(CBS/AP) Samsung said it plans to examine all of its Chinese suppliers for possible violations of labor policies.'
Samsung Electronics Co. said it will carry out audits of 105 Chinese companies that are its exclusive suppliers this month.
The move comes after Samsung's audit of a supplier, HEG Electronics, in response to an allegation it used child labor.
Bloomberg reported in August that China Labor Watch, a non-profit group that monitors working conditions in factories in China, accused HEG Electronics of employing children under the age of 16.
According to a report released by China Labor Watch, HEG Electronics employs 2,000 workers. Of those, the organization listed seven workers they believed to be 16-years-old or younger, but estimated that there could be between 50 and 100 children working at the factory.

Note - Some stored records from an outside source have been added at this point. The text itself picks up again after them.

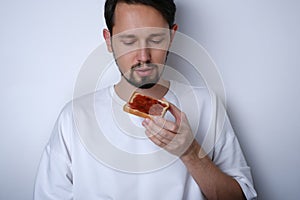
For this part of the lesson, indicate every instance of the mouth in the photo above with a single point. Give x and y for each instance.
(144, 70)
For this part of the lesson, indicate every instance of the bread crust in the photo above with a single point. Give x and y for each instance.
(136, 112)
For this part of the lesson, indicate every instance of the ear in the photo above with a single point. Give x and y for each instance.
(173, 31)
(106, 35)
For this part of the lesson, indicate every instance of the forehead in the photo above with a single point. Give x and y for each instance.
(136, 17)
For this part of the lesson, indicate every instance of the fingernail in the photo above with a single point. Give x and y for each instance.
(146, 121)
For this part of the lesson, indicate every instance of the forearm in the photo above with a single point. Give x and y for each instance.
(213, 182)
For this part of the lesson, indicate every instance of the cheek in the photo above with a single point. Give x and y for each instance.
(124, 63)
(159, 56)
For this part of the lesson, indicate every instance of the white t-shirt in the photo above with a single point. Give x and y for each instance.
(97, 151)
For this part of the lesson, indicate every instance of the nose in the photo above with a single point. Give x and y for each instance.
(143, 54)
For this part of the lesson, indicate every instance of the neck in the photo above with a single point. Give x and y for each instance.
(124, 89)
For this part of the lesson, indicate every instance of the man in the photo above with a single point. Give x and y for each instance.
(139, 35)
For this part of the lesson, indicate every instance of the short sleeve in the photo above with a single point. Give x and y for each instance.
(54, 177)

"The employment of child laborers can occur was firstly because of HEG's slack internal supervision mechanisms; they never check the students' IDs," the group wrote in its report.

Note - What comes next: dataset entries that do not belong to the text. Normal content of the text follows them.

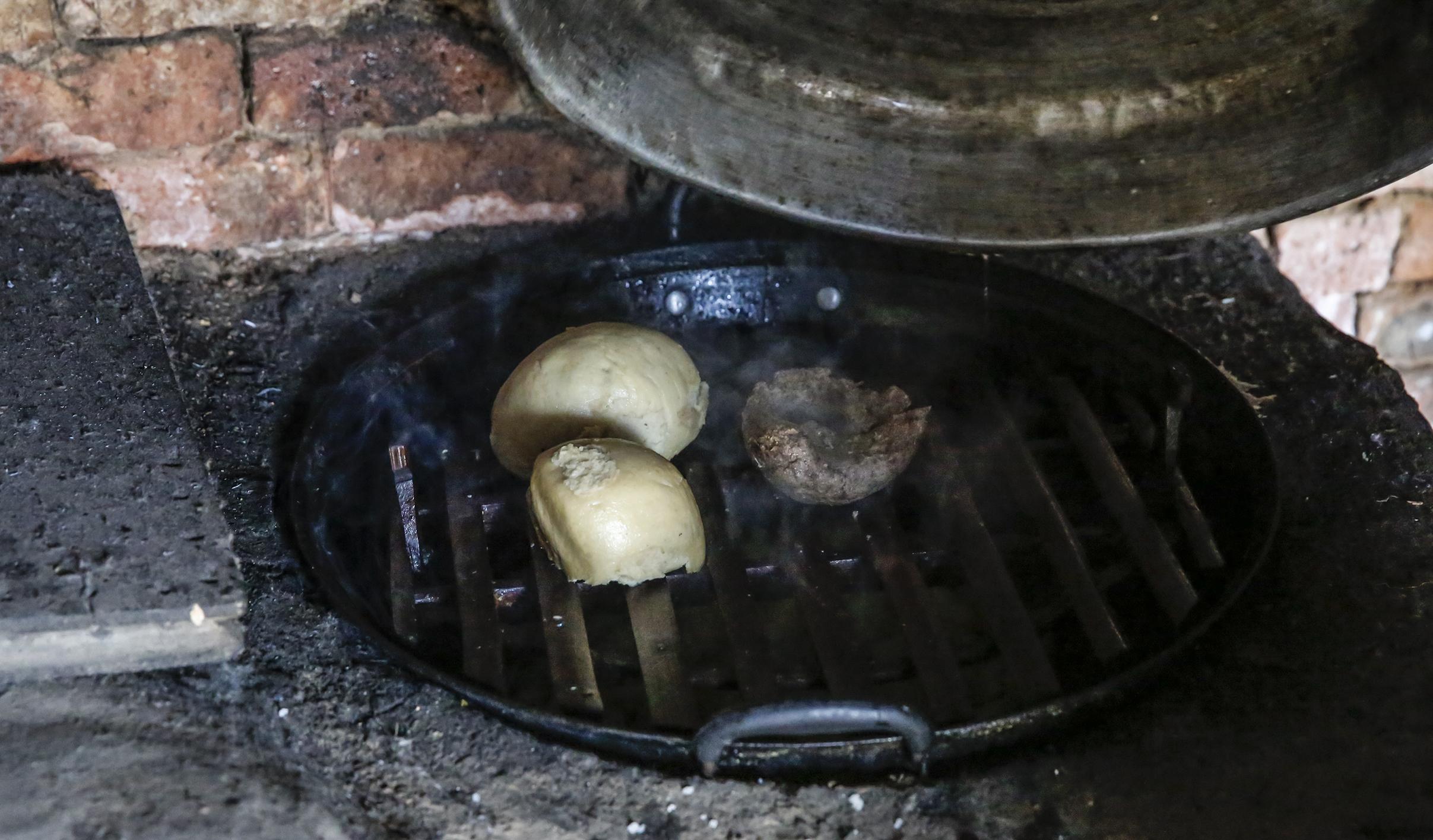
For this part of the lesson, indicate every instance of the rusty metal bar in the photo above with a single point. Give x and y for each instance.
(407, 503)
(658, 650)
(404, 551)
(749, 647)
(565, 633)
(996, 598)
(845, 661)
(1157, 561)
(947, 697)
(1206, 550)
(479, 628)
(1062, 545)
(400, 585)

China Labor Watch had a group member pose as a factory worker to carry out the investigation. The group found that the children often carried out dangerous tasks, resulting in injury, and were paid about 70 percent of what adults made for the same amount of work.

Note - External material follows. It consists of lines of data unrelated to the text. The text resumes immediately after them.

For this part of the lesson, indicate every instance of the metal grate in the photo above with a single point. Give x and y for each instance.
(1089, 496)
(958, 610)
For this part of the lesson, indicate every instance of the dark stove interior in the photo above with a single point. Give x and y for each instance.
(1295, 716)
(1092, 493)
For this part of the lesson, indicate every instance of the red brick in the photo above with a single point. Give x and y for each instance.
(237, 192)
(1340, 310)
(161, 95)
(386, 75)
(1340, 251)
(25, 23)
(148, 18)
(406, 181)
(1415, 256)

Samsung denied claims that its manufactures are breaking labor laws and released this statement to CBS News in August:
"Samsung Electronics has conducted two separate on-site inspections on HEG's working conditions this year but found no irregularities on those occasions. Given the report, we will conduct another field survey at the earliest possible time to ensure our previous inspections have been based on full information and to take appropriate measures to correct any problems that may surface. Samsung Electronics is a company held to the highest standards of working conditions and we try to maintain that at our facilities and the facilities of partner companies around the world."
Samsung said its audit found no under-aged workers at the Huizhou, China-based company but it discovered other practices that failed to meet its policies.
The company will also review records of 144 Chinese firms that have contracts with Samsung and conduct on-site inspections if necessary.
Samsung said it could terminate contracts if suppliers are violating labor laws.